A new method to simulate dispersion plate-type fuel assembly in a multi-physics coupled way

The plate-type fuel has an excellent thermal-mechanical behavior as a type of nuclear fuel. To simulate and analyze the behavior of plate-type fuel assembly under irradiation conditions, a fuel performance analysis code BEEs-Plates was developed based on MOOSE (Multiphysics Object-oriented Simulation Environment). The properties, mechanical behavior, and irradiation effects of dispersion fuel meat were simulated by using the equivalent property models, and a one-dimensional Petrov-Galerkin stability model was used to solve the governing equations of coolant. The coupling between the three-dimensional solid domain and the one-dimensional fluid domain was also realized.
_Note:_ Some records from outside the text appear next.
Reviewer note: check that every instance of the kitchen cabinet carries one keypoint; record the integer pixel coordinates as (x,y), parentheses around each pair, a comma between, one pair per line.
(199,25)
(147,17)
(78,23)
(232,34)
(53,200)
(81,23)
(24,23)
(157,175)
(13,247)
The JRR-3 research reactor fuel assembly model was then used to perform the coupling simulation, and the assembly's temperature, stress, strain distribution, and coolant temperature, the size of the channels, flow distribution were analyzed. The results under the boundary conditions and input parameters applied herein show that the burnup effect has limited effects on the thermohydraulic performance of the assembly, with the variation of maximum temperature below 1 K and the change of channel width below 3.9%. However, its mechanical behavior is greatly affected by burnup, with the maximum stress of 396.2 MPa at the meat-cladding interface. The uneven power distribution causes the assembly to bend to one side, but its effect on the coolant flow distribution is negligible. (C) 2021 Elsevier Ltd. All rights reserved.

Automated summary

The thermal-mechanical behavior of plate-type fuel assembly under irradiation conditions was simulated and analyzed using the BEEs-Plates code, showing limited effects of burnup on the thermohydraulic performance but significant effects on mechanical behavior, with maximum stress reaching 396.2 MPa at the meat-cladding interface.